Monday January 30, 2012 12:09:56 PM, Pradipta Tapadar, IANS

Kolkata: Pointing to a rise in child labour in domestic units, the National Commission for Protection of Child Rights (NCPCR) is seeking to bring households under the ambit of labour laws. India is estimated to have at least 13 million child labourers.

"There is growth in child labour, especially in the informal sector, the household units. The child labour law doesn't cover this sector. We want the household sector to be brought under its ambit," NCPCR chief Shanta Sinha told IANS in an interview.

The problem of child labour poses a serious challenge to the government. Despite several initiatives, the magnitude of the socio-economic problem has come in the way of its eradication.

Many poor children in India work at the cost of their education, spending their lives in poverty and dejection. But according to NCPCR, most cases go unreported.

Sinha says child labour in any form has to be totally banned as it contradicts the spirit of the Right to Education Act.

"Under the Right to Education Act, no child can be employed anywhere - neither at home, nor at any factory or brick kiln. There has to be a total ban on child labour," says the Magsaysay award winning activist.

As per 2001 Census figures, there are an estimated 13 million child labourers in the age-group of 5-14 years.

Employers favour child labourers as they come cheap and can be easily coerced to work extra hours. They are in huge demand, specially in the diamond industry, fireworks industry and the domestic sector which includes household units, restaurants, dhabas and brick kilns.

Though the central government has broadened the coverage of child labour laws by banning children's services as domestic workers and as workers in restaurants, dhabas, hotels, yet a lot of children across the country continue to work in such units.

The household units employ a large number of children, but have been exempted from the purview of the law.

When asked about the condition of bonded child labourers, Sinha said: "I don't have the statistics.
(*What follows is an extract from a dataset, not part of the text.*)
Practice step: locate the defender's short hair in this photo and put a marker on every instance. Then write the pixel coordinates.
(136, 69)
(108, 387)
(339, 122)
Every child who is working is a bonded labourer."

According to Unicef, "close to half the children leave school before reaching Grade 8 with higher dropout rates for SC (Scheduled Caste) children (55 out of 100) and the highest for ST (Scheduled Tribe) children (63 out of 100)".

It also states that children who are out of school are either part of the labour pool or at the risk of child labour, along with trafficking, early marriage and other violations.

Just like the plan for eradication of child labour, the issue of abolition of child marriage by 2010 under the National Plan of Action for Children 2005 has also gone for a toss due to lack of awareness.

Sinha pointed out that lack of schools was the main reason for the failure to abolish child marriage.

On the status of implementing the Right to Education Act, Sinha said: "The biggest challenge is to get dropouts back to school and give them an age appropriate education which has been mandated by the act."

The clause of no-detention policy till Class 8 in the act has triggered confusion with states like West Bengal arguing it will impede proper evaluation of students.

But Sinha said: "It actually puts the onus on the schools to see that there is quality education in schools and they move from one class to another fully equipped with learning."

She said the policy has been misunderstood by people involved with the education sector. "It doesn't mean no assessment of the students. It means comprehensive and continuous education," she added.